09.03.2019 | 12h15


CONCESSÃO DE TRANSPORTE

Sindicato busca anular CAC e acusa promotor de “advogar” em favor de empresa

Setromat alega que promotor Ezequiel Borges tem atuado em favor dos interesses da empresa Viação Novo Horizonte.


DO OLHAR DIRETO

O Sindicato das Empresas de Transporte Rodoviário de Passageiros do Estado de Mato Grosso (Setromat) propôs uma ação anulatória de Compromisso de Ajustamento de Conduta (CAC), que havia sido proposto pelo promotor Ezequiel Borges de Campos, em um processo sobre a licitação da concessão do transporte coletivo intermunicipal. Segundo a defesa do Setromat, o promotor, no decorrer do processo, veio atuando em favor dos interesses da empresa Viação Novo Horizonte.

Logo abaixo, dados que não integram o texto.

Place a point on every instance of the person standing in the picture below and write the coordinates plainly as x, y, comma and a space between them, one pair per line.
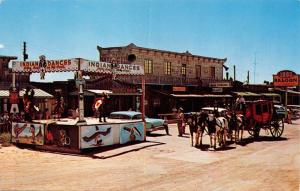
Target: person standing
102, 108
180, 119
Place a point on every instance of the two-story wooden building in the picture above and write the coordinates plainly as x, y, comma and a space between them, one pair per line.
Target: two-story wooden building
172, 79
22, 81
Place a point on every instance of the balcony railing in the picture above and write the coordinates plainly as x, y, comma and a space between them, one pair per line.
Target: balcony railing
169, 80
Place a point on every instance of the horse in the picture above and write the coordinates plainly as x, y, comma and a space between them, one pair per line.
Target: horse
236, 123
217, 128
197, 123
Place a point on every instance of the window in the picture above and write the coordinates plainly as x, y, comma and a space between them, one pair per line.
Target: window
148, 66
198, 71
168, 68
212, 72
265, 108
183, 69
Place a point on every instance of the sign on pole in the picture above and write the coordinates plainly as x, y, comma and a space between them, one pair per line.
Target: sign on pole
285, 78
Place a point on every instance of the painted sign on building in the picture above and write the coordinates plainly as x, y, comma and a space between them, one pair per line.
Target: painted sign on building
28, 133
220, 85
64, 65
130, 132
105, 67
179, 89
285, 78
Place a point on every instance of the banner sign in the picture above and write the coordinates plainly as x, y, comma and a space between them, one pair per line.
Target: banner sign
285, 78
105, 67
65, 65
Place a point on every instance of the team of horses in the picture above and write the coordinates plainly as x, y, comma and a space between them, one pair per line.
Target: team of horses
219, 128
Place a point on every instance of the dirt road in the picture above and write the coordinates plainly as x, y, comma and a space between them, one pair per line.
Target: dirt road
161, 163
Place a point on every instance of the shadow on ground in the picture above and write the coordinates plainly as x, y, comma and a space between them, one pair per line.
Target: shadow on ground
93, 152
251, 139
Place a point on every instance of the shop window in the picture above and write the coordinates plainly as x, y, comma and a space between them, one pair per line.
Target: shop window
148, 66
183, 70
258, 109
168, 68
213, 72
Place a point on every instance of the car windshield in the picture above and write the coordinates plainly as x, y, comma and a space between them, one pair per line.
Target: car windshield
119, 116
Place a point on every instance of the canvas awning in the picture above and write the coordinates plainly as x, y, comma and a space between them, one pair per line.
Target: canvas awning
246, 94
270, 94
38, 93
200, 96
93, 92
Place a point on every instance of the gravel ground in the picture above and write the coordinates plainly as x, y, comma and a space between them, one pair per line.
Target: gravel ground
161, 163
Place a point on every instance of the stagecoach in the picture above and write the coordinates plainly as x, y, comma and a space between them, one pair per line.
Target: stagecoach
259, 115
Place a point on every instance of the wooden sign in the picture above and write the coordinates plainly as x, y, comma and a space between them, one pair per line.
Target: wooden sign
285, 78
65, 65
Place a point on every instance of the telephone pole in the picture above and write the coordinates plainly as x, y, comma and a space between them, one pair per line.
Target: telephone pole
25, 55
254, 68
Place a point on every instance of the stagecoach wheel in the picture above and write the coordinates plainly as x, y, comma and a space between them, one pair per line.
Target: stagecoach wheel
277, 128
256, 131
251, 130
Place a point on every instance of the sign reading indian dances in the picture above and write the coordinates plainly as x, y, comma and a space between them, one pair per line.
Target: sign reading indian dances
285, 78
64, 65
105, 67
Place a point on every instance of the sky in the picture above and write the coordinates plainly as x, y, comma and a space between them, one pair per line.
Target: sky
262, 36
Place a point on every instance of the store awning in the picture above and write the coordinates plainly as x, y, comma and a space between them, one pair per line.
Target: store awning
200, 96
38, 93
100, 92
93, 92
246, 94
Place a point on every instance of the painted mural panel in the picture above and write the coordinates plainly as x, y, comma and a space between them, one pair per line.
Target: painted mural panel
65, 136
130, 132
97, 135
28, 133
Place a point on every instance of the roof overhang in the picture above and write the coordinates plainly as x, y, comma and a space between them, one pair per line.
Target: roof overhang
200, 96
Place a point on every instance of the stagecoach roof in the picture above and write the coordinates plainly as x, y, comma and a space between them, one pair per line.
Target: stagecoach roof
38, 93
246, 94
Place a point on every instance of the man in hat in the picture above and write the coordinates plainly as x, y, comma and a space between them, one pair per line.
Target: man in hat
180, 119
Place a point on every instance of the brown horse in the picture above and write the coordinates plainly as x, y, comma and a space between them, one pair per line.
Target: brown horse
236, 124
197, 123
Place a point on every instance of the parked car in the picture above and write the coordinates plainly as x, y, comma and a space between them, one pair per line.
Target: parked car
222, 111
152, 124
280, 111
295, 110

Na ação o Setromat inicia relatando que em agosto de 2007 o Ministério Público, considerou que o Estado há anos não realizava licitação para a concessão de direito de exploração do transporte coletivo intermunicipal. O MP argumentou que o Estado valia-se de sucessivas prorrogações indevidas de contratos e alegou que existem decisões judiciais que determinam a realização de licitação.

 
Foi então firmado um Termo de Ajustamento de Conduta (TAC) visando a resolução destas decisões judiciais pendentes relativas à concessão do serviço de transporte coletivo intemunicipal. Ficou decidido que seria feito um estudo técnico destinado ao levantamento das necessidades presentes e futuras do serviço, que iria embasar o processo licitatório.
 
Em 2012 foi aberto um edital de concorrência pública e foram apresentadas as propostas das empresas. No entanto o certame foi se arrastando, em decorrência de sucessivos atravancamentos jurídicos (por irregularidades e outros motivos) e ainda não foi concluído.
 
A defesa do Setromat afirma que, durante este período, o promotor Ezequiel Borges de Campos, teria agido em defesa dos interesses de uma empresa. O Setromat argumentou que a seara do promotor é a proteção dos direitos difusos, coletivos e transindividuais e ele está tutelando direitos de uma empresa
 
“Todas as exigências dele cingem-se na concessão de benefícios para uma determinada empresa, todas as ações dele vertem neste sentido, e é essa atitude dele que estamos combatendo. E nestes procedimentos dele, ele exerce verdadeiramente tutela jurisdicional, porque é ele quem edita ‘o que’, ‘como’ e ‘quando’ deve ser feito”, disse um dos advogados.
 
Já em outubro de 2018 o promotor se reuniu com a Secretaria de Estado de Infraestrutura e Logística (Sinfra), com a Agência Estadual de Regulação dos Serviços Públicos Delegados de Mato Grosso (Ager-MT) e com a Procuradoria Geral do Estado de Mato Grosso (PGE) e foi celebrado um Compromisso de Ajustamento de Conduta (CAC).
 
“Antes disso ele promoveu um acordo, acordo este que não existe na lei, não existe na doutrina nem na jurisprudência. Por intermédio deste acordo ele sentiu como estava o terreno, e diante da falta de resistência dos órgãos, ele fez um ofício encaminhando umas recomendações, que só trazem benefícios somente para esta determinada empresa, inclusive tentando inserir ela neste mercado que ela sequer participou da licitação, sobre o argumento de que a empresa vem sofrendo abusos por parte da Ager e da Sinfra e por isso vem sofrendo prejuízos”, afirmou a defesa.
 
“O ‘Acordo’ em comento coagiu e ameaçou os membros das entidades de regulação e de concessão, determinando desde a formação da comissão de licitação até as cláusulas que o edital deveria conter, ameaçando aplicação de multa milionária caso seu intento não fosse reduzido a termo”, diz trecho da ação.
 
A defesa relatou que neste CAC fica estabelecido que: a Ager e a Sinfra não podem promover atos contra a Viação Novo Horizonte; que esta empresa tem direitos de preferência em linhas e horário; que as demais empresas, nos horários em que atua a Viação Novo Horizonte, estão proibidas de fazer promoção; que estas empresas estão proibidas de colocar carros de melhor qualidade; entre outras exigências.
 
Eles pedem que seja reconhecida a invalidade do CAC, “diante da flagrante ilegalidade nos atos que o ensejou, bem como pela afronta aos princípios constitucionais e infra constitucionais retro elencados tornando-o nulo de pleno direito”. Eles também pedem que a ação seja encaminhada ao corregedor geral do MPMT e também para o Conselho Nacional do Ministério Público.

O Olhar Jurídico entrou em contato com o Ministério Público, mas ainda não recebemos uma resposta sobre este caso.